Die SPD tat sich zunächst schwer in der für sie ungewohnten Oppositionsrolle in Hessen. Teile der Partei machten Hans Krollmann für die Wahlniederlage mit verantwortlich. Am 22. Februar 1988 übernahm Ernst Welteke den Fraktionsvorsitz der SPD.
Die neue CDU/FDP-Koalition setzte ihre Pläne zur Schulfreiheit mit dem Gesetz zur Wiederherstellung der freien Schulwahl im Lande Hessen um.[14]

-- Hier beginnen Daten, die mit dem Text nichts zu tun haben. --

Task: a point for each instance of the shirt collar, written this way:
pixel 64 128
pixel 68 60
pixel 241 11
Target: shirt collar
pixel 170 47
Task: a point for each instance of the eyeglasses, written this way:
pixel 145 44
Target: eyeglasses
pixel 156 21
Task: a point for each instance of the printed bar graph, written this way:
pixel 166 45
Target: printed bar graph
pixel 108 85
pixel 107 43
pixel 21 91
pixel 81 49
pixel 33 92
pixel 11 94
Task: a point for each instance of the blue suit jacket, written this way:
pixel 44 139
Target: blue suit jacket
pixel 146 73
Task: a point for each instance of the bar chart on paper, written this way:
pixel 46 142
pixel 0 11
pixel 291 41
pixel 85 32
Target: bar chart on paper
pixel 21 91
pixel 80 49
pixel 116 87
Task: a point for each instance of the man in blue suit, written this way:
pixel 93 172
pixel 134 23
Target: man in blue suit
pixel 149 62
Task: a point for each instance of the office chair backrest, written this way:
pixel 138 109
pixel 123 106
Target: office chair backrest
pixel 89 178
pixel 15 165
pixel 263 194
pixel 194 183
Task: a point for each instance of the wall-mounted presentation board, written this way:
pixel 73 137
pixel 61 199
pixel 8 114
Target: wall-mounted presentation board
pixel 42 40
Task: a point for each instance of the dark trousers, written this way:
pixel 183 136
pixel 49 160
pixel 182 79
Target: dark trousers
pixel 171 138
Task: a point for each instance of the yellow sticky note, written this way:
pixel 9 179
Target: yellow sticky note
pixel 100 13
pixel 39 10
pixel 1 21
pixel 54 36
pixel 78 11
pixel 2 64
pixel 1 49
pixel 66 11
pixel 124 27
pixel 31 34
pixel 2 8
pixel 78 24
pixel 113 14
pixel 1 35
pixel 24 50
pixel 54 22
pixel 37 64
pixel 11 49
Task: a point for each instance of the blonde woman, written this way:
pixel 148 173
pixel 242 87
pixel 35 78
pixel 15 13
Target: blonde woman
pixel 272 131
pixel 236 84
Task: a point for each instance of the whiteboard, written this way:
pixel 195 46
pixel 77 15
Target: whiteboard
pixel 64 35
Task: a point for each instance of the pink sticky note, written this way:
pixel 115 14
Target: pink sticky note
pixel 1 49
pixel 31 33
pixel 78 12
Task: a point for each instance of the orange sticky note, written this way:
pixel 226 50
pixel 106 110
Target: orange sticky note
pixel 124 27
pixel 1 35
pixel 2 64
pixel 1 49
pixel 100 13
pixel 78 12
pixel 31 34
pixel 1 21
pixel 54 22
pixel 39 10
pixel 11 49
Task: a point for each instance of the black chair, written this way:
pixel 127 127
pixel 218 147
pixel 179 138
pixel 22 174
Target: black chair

Bei der Verabschiedung des Gesetzes gelang der SPD eine kurzfristige Verzögerung. Der FDP-Abgeordnete Eberhard Weghorn erlitt im Mai 1987 einen schweren Autounfall und lag im Koma. Da die Landesregierung Walter Wallmann lediglich eine Stimme Mehrheit im Landtag hatte, führte dies dazu, dass die Opposition aus SPD und Grünen die Verabschiedung des Gesetzes zur Wiederherstellung der freien Schulwahl im Lande Hessen verzögern konnte. Durch das Verlassen des Plenarsaales machten die beiden Oppositionsfraktionen den Landtag beschlussunfähig. Dieser Boykott kam in der Öffentlichkeit so schlecht an, dass das Gesetz auf der Folgesitzung den Landtag passieren konnte.[15]

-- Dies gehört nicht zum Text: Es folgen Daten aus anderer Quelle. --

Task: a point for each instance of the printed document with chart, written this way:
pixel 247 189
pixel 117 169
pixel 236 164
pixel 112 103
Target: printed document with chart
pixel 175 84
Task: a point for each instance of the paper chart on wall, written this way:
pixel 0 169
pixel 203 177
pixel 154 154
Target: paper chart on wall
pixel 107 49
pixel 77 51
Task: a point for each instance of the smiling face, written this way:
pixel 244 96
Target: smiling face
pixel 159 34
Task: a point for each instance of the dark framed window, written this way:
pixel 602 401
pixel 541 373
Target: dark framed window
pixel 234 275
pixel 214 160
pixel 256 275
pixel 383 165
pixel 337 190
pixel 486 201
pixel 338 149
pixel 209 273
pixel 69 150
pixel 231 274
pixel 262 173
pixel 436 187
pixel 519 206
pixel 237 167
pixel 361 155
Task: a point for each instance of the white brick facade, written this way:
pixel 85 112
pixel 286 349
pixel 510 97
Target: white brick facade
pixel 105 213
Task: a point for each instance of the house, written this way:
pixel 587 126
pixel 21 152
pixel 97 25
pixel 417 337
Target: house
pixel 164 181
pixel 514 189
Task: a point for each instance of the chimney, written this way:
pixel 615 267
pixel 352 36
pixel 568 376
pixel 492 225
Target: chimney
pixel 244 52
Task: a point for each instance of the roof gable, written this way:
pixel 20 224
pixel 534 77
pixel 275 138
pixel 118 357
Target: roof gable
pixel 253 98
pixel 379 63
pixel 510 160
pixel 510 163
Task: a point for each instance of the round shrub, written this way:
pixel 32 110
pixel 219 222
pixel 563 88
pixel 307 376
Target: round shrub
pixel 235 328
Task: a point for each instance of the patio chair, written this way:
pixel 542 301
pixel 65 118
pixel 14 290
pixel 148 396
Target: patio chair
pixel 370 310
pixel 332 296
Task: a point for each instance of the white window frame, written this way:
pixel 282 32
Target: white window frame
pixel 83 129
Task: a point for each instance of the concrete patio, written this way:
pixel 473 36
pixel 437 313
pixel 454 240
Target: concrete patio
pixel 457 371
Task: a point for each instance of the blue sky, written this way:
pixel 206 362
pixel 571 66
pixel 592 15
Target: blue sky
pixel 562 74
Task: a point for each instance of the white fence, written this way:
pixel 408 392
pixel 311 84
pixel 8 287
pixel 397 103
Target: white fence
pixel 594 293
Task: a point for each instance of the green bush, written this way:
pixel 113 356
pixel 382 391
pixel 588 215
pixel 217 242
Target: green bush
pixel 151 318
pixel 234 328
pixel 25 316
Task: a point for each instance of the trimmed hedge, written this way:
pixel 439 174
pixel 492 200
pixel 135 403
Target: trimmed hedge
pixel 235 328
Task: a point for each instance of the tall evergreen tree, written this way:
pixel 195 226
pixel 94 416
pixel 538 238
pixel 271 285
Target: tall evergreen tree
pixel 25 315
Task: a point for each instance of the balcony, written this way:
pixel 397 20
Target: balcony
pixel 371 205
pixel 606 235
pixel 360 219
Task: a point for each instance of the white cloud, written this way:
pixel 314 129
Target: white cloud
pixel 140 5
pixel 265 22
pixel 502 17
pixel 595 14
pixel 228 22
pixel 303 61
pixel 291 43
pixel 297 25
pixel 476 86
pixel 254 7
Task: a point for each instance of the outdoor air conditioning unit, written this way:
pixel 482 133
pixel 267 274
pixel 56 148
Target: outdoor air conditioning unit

Das Wahlergebnis wurde allgemein auf die Landespolitik zurückgeführt. Die Bundesregierung sah sich dennoch durch das Ergebnis bestätigt. Jedoch bestätigte sich die Regel, dass die Regierung im Bund in den Ländern verliert, bereits bei den folgenden Landtagswahlen in Hamburg.